Unlike football, defense cannot win you the game in baseball. It can only keep you in the game. Unlike football, the defense cannot score in baseball. It can only prevent the other team from scoring. Pitching—being part of the defense—cannot win you the game. A hitter has to do that.

Too often, self-proclaimed (what other kind is there; yours truly included) baseball aficionados look only at the defensive side of the score: “The Giants’ pitching staff shut down the Phillies in the 2010 NLCS.”

In fact, the Phillies’ bats had gone into the doldrums at the end of the regular season last year. They would have had trouble with even a mediocre pitching staff.

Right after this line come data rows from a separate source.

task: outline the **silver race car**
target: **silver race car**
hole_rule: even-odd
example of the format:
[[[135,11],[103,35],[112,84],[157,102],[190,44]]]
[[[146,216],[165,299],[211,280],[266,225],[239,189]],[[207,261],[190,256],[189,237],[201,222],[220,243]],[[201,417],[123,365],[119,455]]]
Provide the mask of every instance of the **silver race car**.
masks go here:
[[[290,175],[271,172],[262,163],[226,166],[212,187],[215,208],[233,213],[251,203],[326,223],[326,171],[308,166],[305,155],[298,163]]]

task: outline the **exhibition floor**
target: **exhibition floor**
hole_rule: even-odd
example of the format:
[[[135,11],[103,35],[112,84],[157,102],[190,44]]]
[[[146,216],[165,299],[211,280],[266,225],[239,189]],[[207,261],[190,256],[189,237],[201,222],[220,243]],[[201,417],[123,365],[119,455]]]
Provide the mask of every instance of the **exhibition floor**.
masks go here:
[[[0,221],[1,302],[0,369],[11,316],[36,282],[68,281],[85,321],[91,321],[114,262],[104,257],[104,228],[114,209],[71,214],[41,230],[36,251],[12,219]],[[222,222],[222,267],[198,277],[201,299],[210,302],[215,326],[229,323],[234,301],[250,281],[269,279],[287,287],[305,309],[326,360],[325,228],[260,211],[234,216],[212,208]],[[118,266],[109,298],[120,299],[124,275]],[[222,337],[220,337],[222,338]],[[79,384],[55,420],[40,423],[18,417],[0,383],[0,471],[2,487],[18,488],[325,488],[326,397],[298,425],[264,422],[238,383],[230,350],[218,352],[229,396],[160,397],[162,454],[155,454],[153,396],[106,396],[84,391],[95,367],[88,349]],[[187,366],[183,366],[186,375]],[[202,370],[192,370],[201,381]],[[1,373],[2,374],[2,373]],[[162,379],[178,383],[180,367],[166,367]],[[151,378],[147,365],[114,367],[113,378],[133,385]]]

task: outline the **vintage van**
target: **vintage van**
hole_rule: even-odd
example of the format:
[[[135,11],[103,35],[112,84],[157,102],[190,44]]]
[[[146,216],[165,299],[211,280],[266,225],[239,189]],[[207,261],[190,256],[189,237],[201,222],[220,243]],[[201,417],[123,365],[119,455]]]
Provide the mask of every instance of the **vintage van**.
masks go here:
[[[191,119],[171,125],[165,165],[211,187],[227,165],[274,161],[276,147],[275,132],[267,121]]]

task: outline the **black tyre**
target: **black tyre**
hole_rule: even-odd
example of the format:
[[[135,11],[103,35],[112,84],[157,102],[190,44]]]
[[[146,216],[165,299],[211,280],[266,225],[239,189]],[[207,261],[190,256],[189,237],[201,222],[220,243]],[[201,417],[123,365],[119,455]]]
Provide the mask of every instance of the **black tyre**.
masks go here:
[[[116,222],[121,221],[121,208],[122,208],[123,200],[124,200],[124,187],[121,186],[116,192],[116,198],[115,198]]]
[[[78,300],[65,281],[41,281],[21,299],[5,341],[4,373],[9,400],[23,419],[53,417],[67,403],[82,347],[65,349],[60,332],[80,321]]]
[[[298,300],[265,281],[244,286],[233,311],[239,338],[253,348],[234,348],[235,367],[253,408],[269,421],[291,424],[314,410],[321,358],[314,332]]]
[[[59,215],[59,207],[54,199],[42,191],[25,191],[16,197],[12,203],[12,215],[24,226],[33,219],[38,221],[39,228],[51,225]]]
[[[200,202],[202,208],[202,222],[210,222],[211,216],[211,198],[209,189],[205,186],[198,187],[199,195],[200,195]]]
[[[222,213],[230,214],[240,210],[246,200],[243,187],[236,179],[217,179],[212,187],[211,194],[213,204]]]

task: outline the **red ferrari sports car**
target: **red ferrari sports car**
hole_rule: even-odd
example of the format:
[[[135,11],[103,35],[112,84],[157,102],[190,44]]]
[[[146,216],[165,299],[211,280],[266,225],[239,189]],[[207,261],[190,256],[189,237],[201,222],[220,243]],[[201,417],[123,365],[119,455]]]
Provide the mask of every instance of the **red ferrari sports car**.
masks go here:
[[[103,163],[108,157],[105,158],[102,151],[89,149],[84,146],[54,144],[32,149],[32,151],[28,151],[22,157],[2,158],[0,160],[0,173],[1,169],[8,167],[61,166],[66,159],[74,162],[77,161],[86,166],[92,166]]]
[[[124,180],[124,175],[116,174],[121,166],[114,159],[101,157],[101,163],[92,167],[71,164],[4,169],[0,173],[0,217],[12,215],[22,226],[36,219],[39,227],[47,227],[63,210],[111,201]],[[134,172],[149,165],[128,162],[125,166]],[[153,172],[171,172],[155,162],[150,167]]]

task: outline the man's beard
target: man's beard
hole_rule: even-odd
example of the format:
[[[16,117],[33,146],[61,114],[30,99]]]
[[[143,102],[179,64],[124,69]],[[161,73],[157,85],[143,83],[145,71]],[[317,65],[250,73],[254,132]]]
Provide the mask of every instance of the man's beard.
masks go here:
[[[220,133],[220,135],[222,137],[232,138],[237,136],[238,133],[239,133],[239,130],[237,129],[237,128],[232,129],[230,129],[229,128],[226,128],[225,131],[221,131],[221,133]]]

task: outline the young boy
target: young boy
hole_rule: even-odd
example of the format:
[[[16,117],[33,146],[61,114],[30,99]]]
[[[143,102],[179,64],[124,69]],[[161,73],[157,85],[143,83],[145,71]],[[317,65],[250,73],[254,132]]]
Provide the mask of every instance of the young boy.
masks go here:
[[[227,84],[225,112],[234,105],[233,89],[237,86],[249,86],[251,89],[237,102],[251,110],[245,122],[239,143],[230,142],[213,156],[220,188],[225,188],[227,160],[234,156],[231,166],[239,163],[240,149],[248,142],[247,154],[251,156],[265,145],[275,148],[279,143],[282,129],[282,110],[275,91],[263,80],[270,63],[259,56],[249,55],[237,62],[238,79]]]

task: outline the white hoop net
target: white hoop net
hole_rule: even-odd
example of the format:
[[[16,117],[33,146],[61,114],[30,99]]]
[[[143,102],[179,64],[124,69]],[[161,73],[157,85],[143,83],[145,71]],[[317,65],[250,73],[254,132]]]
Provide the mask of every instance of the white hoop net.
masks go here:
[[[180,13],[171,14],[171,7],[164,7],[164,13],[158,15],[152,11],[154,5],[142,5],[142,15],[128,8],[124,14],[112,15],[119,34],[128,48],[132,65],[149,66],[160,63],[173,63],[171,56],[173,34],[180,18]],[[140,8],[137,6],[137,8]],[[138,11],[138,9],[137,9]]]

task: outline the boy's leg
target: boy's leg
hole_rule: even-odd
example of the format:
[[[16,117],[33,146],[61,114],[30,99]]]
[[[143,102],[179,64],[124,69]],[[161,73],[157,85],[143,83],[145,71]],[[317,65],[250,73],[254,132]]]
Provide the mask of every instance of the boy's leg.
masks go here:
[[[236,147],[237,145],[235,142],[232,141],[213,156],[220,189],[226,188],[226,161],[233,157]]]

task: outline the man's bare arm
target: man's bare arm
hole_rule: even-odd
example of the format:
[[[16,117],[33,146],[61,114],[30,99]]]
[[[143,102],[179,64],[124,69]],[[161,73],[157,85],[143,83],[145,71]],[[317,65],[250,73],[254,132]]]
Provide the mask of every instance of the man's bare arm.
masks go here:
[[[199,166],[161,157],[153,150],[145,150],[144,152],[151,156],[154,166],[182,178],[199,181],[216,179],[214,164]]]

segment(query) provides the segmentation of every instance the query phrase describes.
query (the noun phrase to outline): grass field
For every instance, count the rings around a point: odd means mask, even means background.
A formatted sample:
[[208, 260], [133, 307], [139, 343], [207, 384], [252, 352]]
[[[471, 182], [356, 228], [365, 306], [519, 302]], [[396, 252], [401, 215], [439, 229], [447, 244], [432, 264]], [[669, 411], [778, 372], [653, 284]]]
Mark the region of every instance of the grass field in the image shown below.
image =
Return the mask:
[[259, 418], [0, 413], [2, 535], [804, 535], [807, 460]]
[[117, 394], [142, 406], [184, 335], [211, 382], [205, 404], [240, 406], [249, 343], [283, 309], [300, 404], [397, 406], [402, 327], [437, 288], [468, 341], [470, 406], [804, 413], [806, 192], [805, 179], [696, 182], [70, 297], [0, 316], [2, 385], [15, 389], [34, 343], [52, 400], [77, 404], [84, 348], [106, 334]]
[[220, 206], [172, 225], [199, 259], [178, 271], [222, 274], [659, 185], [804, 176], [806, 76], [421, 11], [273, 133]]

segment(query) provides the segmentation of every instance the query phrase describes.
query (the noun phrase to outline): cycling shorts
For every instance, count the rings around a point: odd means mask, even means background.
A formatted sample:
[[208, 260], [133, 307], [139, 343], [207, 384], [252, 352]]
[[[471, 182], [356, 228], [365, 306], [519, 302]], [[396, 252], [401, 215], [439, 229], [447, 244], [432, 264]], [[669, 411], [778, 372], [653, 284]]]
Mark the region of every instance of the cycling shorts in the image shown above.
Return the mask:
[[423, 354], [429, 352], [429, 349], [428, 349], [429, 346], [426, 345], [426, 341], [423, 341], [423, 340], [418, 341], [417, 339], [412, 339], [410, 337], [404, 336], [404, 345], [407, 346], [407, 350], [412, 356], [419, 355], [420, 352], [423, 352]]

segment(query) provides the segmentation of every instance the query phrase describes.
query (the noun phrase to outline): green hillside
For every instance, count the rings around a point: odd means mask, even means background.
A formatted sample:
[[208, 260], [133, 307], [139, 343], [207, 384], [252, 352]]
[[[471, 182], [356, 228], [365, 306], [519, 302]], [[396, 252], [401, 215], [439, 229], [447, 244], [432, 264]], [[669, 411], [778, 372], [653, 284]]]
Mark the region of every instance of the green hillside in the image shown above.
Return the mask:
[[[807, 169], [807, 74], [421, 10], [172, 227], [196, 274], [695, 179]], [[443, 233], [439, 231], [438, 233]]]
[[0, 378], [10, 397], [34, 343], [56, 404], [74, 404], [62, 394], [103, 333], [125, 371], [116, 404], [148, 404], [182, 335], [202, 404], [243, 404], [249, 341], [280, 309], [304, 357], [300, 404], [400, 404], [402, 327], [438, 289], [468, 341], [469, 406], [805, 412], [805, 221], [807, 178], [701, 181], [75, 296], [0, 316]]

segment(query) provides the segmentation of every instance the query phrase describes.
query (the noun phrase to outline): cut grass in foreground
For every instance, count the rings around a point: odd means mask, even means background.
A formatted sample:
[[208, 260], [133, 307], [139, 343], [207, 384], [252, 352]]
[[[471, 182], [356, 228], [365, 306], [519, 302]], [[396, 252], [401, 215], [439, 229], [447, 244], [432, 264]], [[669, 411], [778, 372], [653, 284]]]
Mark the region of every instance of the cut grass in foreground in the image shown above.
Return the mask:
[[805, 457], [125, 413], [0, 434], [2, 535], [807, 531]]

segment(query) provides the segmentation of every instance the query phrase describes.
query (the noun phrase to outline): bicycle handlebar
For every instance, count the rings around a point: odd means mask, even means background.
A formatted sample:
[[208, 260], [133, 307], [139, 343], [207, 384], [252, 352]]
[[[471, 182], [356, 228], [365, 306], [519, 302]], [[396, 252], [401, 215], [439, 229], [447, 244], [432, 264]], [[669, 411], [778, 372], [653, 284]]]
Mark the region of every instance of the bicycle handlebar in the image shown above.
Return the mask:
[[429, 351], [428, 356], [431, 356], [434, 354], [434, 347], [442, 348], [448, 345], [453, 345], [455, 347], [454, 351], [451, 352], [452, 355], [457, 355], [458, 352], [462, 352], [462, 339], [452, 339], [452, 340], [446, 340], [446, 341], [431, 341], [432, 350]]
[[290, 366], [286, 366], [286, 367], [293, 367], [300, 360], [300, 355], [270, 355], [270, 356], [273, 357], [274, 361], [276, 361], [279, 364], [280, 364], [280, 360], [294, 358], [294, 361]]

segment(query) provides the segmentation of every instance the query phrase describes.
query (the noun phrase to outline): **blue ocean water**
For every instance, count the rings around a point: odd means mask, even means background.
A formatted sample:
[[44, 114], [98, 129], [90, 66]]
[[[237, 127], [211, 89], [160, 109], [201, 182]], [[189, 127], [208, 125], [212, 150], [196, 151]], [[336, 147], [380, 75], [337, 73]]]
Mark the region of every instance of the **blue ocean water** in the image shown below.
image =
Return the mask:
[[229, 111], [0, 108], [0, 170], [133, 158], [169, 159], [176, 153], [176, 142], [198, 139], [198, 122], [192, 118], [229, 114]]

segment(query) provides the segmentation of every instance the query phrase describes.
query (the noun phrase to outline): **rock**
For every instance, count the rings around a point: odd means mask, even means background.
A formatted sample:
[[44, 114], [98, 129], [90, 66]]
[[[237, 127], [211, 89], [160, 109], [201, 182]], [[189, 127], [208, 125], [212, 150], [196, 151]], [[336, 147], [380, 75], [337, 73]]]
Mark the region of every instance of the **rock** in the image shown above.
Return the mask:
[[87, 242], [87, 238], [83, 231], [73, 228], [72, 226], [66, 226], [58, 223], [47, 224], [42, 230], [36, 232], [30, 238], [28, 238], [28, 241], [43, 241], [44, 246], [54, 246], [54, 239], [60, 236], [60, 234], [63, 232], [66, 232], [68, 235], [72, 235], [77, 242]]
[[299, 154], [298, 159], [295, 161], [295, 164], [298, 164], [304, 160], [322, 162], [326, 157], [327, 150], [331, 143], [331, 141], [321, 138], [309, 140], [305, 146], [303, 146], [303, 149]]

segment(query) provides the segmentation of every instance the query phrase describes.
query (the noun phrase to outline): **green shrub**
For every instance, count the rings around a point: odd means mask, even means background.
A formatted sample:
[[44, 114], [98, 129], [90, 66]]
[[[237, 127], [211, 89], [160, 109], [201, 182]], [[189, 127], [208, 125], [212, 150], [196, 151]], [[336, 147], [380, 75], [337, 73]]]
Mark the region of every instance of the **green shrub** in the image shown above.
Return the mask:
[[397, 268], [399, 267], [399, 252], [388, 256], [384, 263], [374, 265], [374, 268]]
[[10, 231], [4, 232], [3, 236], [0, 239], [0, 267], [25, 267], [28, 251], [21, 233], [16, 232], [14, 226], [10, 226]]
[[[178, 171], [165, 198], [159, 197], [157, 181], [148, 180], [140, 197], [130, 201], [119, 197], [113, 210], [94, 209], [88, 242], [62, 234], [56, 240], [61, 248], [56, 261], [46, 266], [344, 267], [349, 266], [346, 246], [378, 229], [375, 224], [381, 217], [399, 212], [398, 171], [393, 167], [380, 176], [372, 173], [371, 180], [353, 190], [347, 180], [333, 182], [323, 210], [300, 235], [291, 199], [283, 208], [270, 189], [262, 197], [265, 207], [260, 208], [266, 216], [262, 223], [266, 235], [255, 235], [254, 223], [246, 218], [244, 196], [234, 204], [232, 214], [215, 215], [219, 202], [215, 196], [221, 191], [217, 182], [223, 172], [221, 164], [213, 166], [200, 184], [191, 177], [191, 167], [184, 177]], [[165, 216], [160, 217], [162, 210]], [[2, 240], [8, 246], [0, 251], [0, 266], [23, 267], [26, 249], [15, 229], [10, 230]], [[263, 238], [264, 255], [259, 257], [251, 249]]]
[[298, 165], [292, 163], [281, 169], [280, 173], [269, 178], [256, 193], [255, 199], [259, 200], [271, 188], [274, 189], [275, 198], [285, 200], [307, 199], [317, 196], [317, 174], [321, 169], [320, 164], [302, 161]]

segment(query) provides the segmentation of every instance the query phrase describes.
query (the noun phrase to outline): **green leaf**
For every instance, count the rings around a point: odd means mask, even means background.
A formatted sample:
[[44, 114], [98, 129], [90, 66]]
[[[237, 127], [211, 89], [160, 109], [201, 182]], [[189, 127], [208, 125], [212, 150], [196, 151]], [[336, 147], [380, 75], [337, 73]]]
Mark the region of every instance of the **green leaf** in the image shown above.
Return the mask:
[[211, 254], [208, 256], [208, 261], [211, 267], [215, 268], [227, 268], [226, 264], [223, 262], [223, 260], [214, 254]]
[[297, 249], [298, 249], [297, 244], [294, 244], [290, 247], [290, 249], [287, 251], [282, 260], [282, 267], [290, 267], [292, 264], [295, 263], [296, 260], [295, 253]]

So this self-proclaimed baseball expert said, “The Phillies almost refused to hit in the 2010 post-season.”

I’ve followed this team since 1957. I remember the day my dad told me the Philadelphia Athletics were leaving for Kansas City. As a kid, my idol was Phillies’ centerfielder Richie Ashburn. The first game I ever attended was not in Connie Mack Stadium, but Shibe Park.

True, as I’ve grown older I’ve realized that many other things rank ahead of baseball in importance—family, health, economics, morality, the transmission in the Chevy…

And I truly want the Phillies to beat the Cardinals in the decisive game five of their series. And it would be nice to see another parade. Hopefully, Chase can act a bit more maturely this time. (Hey, maybe we’re cursed—literally and figuratively—by the 2008 Utley Uh-Oh! But that’s a subject for another column.)

If the Phillies win tomorrow, it won’t be due to Roy Halladay. Unless, of course, he belts one out of the park and the final score is 1-0. The pitcher can help by keeping the Cardinal batters at bay, but the Phillies have to hit the ball.

Back in 1971, the Phillies ace was Rick Wise. Because he got so little hitting support from his teammates, he made the statement that…The only way you can win with this team is by hitting a homerun and pitching a no-hitter.

His prophesy came true in June of that year. Except he hit two home runs while pitching his no-hitter. And later that same season, he retired 32 batters in a row, and then drove in the winning run in extra innings. I watched both those games on TV. I could almost feel his determination every time Wise came to the plate.
Hopefully, the Phillies will take their bats to the plate tomorrow, and Halladay won’t have to duplicate Wise’s feat.
But it would be OK if he did. Think about it.